Voordat ik gezondheidseconoom werd, ….
Door Guus Schrijvers.
Reeds meer dan veertig jaar profileert Guus Schrijvers zich als gezondheidseconoom. Hieronder beantwoordt hij de vraag: welke personen en gebeurtenissen hebben zijn beroepskeuze en invulling van dit beroep beïnvloed? De kerstperiode is voor hem altijd een periode van reflectie. Wellicht biedt onderstaand verhaal enige verstrooiing en stimulans om ook terug te blikken op beroepskeuzes en zo.
Mijn moeder
Ik ben van 1949 en was gewenst. Op vele verjaardagen vertelde mijn moeder: Toen jij werd geboren, was de oorlog helemaal voorbij. Niets was meer op de bon. We kregen een nieuw huis en papa werd hoofd der school. En, bij jouw geboorte was het prachtig weer. Mijn moeder was vóór haar huwelijk kokkin bij een familie in een herenhuis, nabij het Vondelpark. Zij kon met een pakje Royco (voor vier mensen) soep maken voor de tien personen van ons gezin. Gewoon vermicelli en bouillon blokjes toevoegen. Op familiefeesten spraken wij over moeders wonderbaarlijke soepvermenigvuldiging. Omgaan met schaarste, dat is economie, ik kreeg het niet met de paplepel ingegoten, wel met de soeplepel.
Mijn vader
Mijn vader was hoofd van een van de vier katholieke scholen in Amsterdam-Zuid. Hij was dag en nacht bezig met zijn vak. Kwam hij glunderend thuis: Had ie meer nieuwe leerlingen dan zijn drie concurrenten. Hij was niet alleen op zijn manier ondernemer, hij was ook idealist. Ging ie op bezoek bij ouders met een laag inkomen: Ja, uw kind is slim, hij kan meer dan de ambachtsschool, stuur hem naar de HBS. Ik geef anno 2020 nog steeds colleges over marktwerking versus overheidssturing in de zorg. Dan zeg ik dat binnen het publieke domein concurrentie en idealisme kunnen samengaan. Dan baseer ik mij op wetenschappelijke studies. Maar ook op mijn vaders gedrag.
Derde klas: eigenwijs
In de derde klas (= groep 5 nu) legt mijnheer Feijen, onze onderwijzer, een vraag voor aan de leerlingen. Is een rivier in een bocht dieper aan de buitenkant of aan de binnenkant? Ik denk: aan de buitenbocht, want daar stroomt het water sneller en neemt de rivier grond mee. De hele klas kiest voor de binnenkant. Gauw kies ik ook daarvoor. Mijnheer Feijen legt uit dat het de buitenbocht is. Ik denk: dat doe ik niet meer, mij zo maar aansluiten bij de meerderheid. Ik volg mijn eigen ideeën. Heel veel later, in 1986, schrijf ik op verzoek van hoofdredacteur Jan van Es twaalf artikelen voor Medisch Contact tegen het rapport van de Commissie Dekker. Dat pleit voor neo-liberale marktwerking in de zorg. Ik houd vol, tegen de stroom in. Af en toe denk ik aan mijnheer Feijen en zijn rivier.
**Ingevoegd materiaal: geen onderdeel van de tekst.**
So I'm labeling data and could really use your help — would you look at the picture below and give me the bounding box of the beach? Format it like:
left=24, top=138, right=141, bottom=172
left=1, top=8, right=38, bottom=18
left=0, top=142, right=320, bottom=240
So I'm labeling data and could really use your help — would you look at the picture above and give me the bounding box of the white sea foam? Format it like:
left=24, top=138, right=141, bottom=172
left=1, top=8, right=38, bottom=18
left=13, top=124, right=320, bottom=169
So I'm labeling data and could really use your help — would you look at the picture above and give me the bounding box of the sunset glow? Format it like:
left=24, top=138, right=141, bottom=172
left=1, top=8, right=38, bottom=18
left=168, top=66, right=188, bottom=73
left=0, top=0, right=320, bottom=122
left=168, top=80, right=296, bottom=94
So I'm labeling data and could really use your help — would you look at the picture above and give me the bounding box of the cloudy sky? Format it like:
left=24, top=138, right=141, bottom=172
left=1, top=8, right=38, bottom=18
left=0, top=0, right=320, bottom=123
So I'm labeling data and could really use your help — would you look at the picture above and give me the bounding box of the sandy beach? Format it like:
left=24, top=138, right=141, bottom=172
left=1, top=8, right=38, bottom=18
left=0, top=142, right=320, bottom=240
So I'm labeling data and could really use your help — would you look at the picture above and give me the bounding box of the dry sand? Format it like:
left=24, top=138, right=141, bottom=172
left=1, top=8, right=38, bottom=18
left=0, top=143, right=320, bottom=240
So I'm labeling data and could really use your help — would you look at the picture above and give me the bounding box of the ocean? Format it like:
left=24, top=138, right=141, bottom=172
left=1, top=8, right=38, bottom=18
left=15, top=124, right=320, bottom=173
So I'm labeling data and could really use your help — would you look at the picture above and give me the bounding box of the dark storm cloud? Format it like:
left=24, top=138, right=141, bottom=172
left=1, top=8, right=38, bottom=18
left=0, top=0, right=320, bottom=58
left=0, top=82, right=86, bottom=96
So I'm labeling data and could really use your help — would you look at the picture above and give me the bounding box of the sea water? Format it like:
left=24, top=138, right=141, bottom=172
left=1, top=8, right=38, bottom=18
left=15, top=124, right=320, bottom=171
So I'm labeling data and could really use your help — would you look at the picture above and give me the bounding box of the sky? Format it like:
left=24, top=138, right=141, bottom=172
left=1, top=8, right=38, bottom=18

13 jaar: econoom en karretjes
In de eerste klas gym stelt aardrijkskundeleraar Reinders de vraag: Wie weet al wat hij wil worden? Ik steek mijn vinger op: econoom. Hij vraagt: Waarom? Ik zeg: ik ga vaak naar Schiphol om te kijken. Dan zie ik al die karretjes staan rond vliegtuigen. De meeste worden niet gebruikt. Dat kan anders. Geduldig en glimlachend legt mijnheer Reinders uit dat bij landingen veel karretjes tegelijk voor bagage nodig zijn.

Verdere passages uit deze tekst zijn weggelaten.